An average person has just one heaped teaspoon of glucose in their bloodstream. The body breaks down or converts most carbohydrates into glucose. Excess glucose gets stored in your liver and muscles as a substance called glycogen. Your liver and muscles are essentially a "battery" for your body (glycogen is easily broken down into glucose). Stored glycogen can provides around 1700 calories or 500 grams of glycogen, which is enough for an hour of exercise.

  • If you perform hard exercise when there is no sugary foods or drinks in your digestive system, your bodies glycogen storage starts to deplete.
  • When you stop exercising, DON'T GET A SUGAR HIT.
  • Your body will start to "burn" fatty acids and fats as an energy source when glycogen is depleted. This is a process called Lipolysis where fat cells separate into free fatty acids and glycerol. Glycerol is easily converted into glucose for energy and glycogen for storage.

This is a very efficient process when you are in a fasted state (during intermittent fasting). Your body will burn fat after exercising stops. It does this because it must replenish your glycogen stores. The only thing that will stop this is eating sugars and simple carbohydrates constantly.

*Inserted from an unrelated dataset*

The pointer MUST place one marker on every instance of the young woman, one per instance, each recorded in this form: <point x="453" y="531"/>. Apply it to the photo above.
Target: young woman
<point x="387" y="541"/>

The quickest way to lose fat is to exercise hard in short bursts AND not depend upon sugary foods and simple carbs as your main calories. If you implement intermittent fasting and HIIT exercises you will pressurise your glycogen storage and start tapping into fat reserves. Autophagy is activated following nutrient deprivation, some forms of exercise and different types of fasting. During fasting, when we don’t eat, our insulin levels go down and glucagon goes up. This enables the body to identify damaged cells and break them down preferentially. This process was first described in 1962 when researchers observed increased lysosomes (the part of cells that destroy things) in rat liver cells after glucagon was infused. The term, which is derived from the Greek auto (self) and phagein (to eat), meaning to eat oneself, was coined by Nobel Prize winning scientist Christian de Duve in 1963.